In terms of machining tools, the diamond grinding wheel is mainly used in the process of operation to control the amount of back-grabbing and feed to a certain degree. It can be carried out during operation on an ultra-grinding machine.
Ductile grinding, that is, nano grinding. Even the surface of glass can obtain an optical mirror surface.
Machining processing and super processing can obtain the surface quality and surface integrity to the extent, but the processing efficiency can be sacrificed. When the drawing method is used, the larger deformation force is only 17t, and when the cold extrusion method is used, the deformation force is 132t. At this time, the unit pressure acting on the cold extrusion punch is more than 2300MPa. In addition to the mold needs, it also needs to have sufficient impact toughness and toughness.
The machined metal blanks are strongly plastically deformed in the mold, which will increase the mold temperature to about 250°C to 300°C. Therefore, the mold material needs tempering stability. Due to the above situation, the life of cold extrusion dies is much lower than that of stamping dies.

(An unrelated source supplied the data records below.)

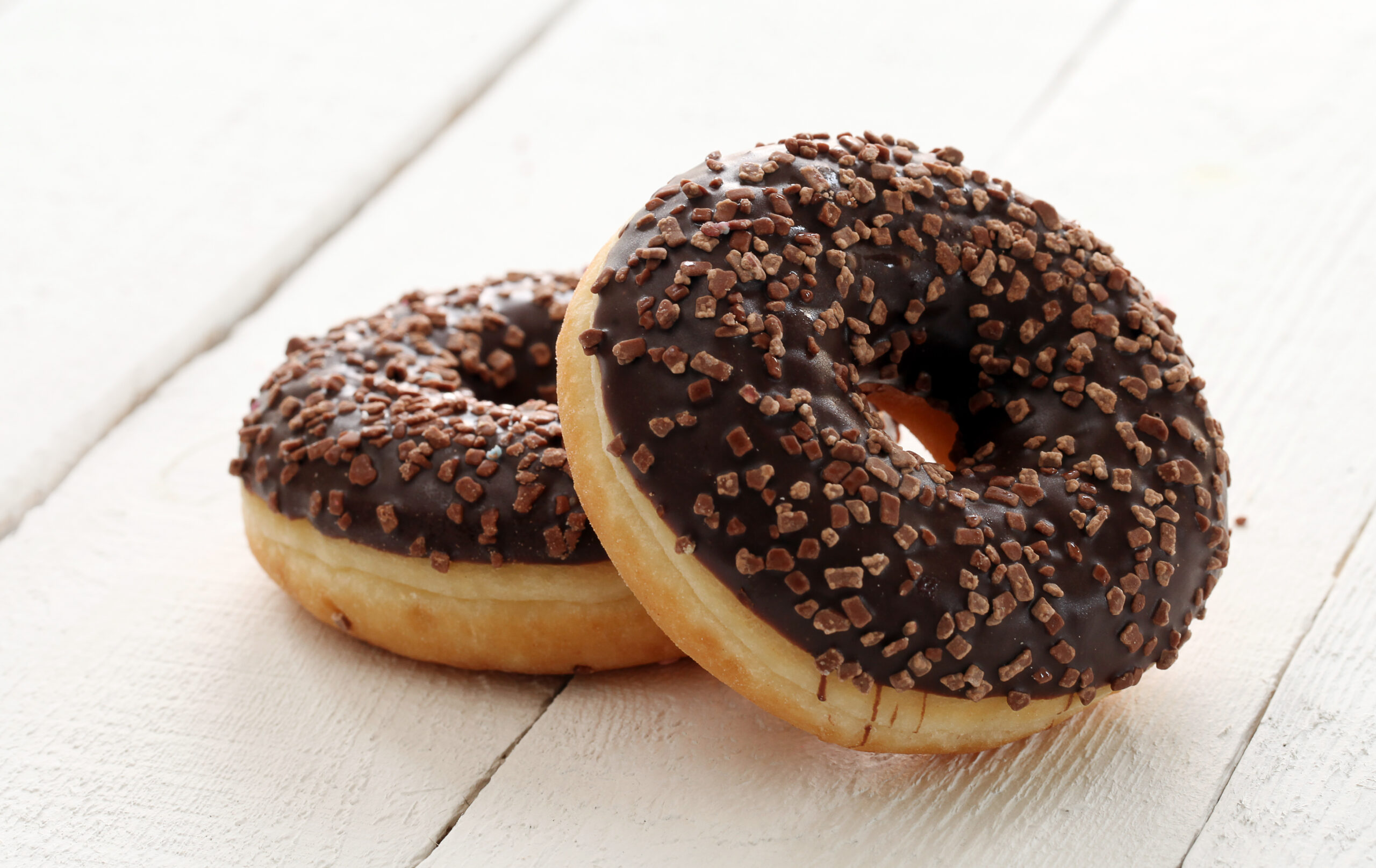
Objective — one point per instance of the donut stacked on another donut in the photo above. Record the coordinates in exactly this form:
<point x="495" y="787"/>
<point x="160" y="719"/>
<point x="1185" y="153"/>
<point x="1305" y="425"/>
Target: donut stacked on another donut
<point x="428" y="436"/>
<point x="740" y="335"/>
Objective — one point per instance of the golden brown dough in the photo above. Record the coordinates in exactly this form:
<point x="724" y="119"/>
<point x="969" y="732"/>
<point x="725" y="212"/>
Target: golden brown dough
<point x="718" y="632"/>
<point x="522" y="618"/>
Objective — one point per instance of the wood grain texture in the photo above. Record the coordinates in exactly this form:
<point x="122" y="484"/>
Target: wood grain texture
<point x="1192" y="173"/>
<point x="1305" y="791"/>
<point x="167" y="164"/>
<point x="167" y="705"/>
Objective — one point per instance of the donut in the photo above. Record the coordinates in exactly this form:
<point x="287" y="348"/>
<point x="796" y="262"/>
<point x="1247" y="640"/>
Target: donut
<point x="721" y="370"/>
<point x="405" y="480"/>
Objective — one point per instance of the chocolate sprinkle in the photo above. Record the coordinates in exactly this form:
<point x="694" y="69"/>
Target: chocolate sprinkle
<point x="439" y="401"/>
<point x="862" y="262"/>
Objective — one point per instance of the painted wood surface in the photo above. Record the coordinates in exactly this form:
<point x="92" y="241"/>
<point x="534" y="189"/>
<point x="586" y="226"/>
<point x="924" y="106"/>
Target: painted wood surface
<point x="166" y="164"/>
<point x="1305" y="791"/>
<point x="161" y="704"/>
<point x="1180" y="144"/>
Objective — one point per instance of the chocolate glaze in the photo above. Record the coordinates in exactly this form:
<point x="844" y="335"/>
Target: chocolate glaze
<point x="876" y="222"/>
<point x="452" y="367"/>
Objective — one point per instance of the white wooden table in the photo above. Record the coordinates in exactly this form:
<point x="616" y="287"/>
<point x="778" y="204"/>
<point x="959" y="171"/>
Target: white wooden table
<point x="185" y="186"/>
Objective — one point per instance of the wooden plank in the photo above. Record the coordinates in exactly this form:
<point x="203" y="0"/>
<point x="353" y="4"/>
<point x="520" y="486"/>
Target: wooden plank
<point x="170" y="163"/>
<point x="1305" y="791"/>
<point x="1195" y="170"/>
<point x="161" y="704"/>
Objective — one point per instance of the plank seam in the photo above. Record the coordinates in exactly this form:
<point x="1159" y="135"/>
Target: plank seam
<point x="492" y="771"/>
<point x="1261" y="716"/>
<point x="1053" y="87"/>
<point x="288" y="269"/>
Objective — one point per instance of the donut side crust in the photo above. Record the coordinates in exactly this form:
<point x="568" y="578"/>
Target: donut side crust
<point x="721" y="635"/>
<point x="519" y="618"/>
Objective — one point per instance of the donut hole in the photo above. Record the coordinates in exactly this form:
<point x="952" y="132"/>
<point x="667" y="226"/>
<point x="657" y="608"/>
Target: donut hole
<point x="924" y="428"/>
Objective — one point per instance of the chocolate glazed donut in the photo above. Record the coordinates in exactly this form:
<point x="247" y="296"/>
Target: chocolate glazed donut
<point x="741" y="333"/>
<point x="405" y="480"/>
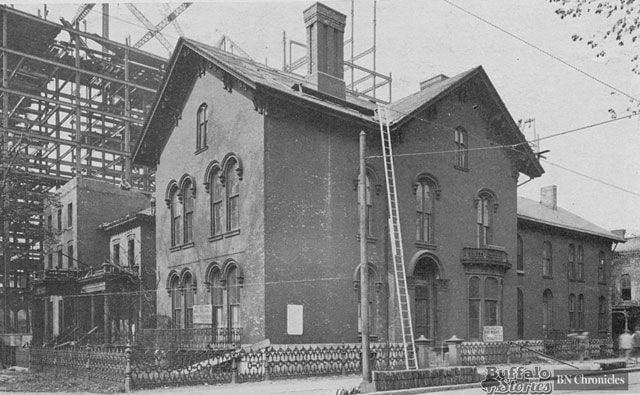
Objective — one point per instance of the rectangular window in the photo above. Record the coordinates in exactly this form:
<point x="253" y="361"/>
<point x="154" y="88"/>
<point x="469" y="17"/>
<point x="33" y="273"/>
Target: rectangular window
<point x="70" y="215"/>
<point x="115" y="255"/>
<point x="131" y="252"/>
<point x="70" y="261"/>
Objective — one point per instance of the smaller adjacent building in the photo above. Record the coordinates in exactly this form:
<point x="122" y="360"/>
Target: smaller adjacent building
<point x="625" y="285"/>
<point x="563" y="265"/>
<point x="99" y="265"/>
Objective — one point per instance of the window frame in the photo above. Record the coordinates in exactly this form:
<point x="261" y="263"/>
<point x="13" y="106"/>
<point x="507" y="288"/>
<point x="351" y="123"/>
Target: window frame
<point x="547" y="259"/>
<point x="461" y="148"/>
<point x="202" y="127"/>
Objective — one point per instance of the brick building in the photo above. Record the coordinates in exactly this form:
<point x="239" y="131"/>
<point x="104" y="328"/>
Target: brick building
<point x="625" y="286"/>
<point x="563" y="268"/>
<point x="80" y="272"/>
<point x="259" y="232"/>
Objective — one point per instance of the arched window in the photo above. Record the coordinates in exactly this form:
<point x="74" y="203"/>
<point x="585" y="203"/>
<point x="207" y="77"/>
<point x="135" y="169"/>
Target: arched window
<point x="581" y="311"/>
<point x="485" y="220"/>
<point x="176" y="302"/>
<point x="580" y="274"/>
<point x="601" y="268"/>
<point x="233" y="298"/>
<point x="188" y="290"/>
<point x="460" y="137"/>
<point x="201" y="127"/>
<point x="571" y="266"/>
<point x="602" y="314"/>
<point x="175" y="207"/>
<point x="217" y="207"/>
<point x="425" y="196"/>
<point x="625" y="287"/>
<point x="547" y="259"/>
<point x="572" y="311"/>
<point x="547" y="312"/>
<point x="520" y="255"/>
<point x="233" y="196"/>
<point x="474" y="307"/>
<point x="189" y="202"/>
<point x="520" y="313"/>
<point x="217" y="300"/>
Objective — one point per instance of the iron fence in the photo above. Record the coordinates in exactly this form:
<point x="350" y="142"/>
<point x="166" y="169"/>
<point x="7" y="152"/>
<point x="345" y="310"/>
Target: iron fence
<point x="190" y="339"/>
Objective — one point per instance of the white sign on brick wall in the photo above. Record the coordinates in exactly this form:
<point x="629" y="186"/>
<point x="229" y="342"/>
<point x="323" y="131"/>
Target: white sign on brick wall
<point x="294" y="319"/>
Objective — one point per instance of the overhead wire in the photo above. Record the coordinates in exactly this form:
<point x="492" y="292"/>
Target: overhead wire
<point x="594" y="78"/>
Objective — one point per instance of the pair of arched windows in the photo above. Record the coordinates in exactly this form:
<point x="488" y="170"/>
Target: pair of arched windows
<point x="223" y="183"/>
<point x="225" y="285"/>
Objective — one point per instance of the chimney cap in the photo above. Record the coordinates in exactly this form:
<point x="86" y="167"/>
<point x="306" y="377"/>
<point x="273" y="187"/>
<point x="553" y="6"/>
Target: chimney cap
<point x="326" y="15"/>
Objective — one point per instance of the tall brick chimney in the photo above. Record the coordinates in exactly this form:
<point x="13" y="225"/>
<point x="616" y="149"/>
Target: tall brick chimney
<point x="549" y="197"/>
<point x="325" y="49"/>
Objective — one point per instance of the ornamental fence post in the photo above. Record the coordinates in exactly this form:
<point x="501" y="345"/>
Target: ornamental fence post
<point x="127" y="371"/>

Machining is pursuing the high quality of the product to the degree. During operation, the bearing and other parts that bear the load while doing relative movement can reduce the surface roughness during operation, so that the damage of the parts can be improved, and the work can be improved. Stability and extended service life. Si3N4 used in high-speed and high-speed bearings. The surface roughness of the ceramic ball is required to reach several nanometers. The processed metamorphic layer is chemically active and susceptible to corrosion. Therefore, from the perspective of improving the capabilities of the parts, the processed metamorphic layer is required to be as small as possible.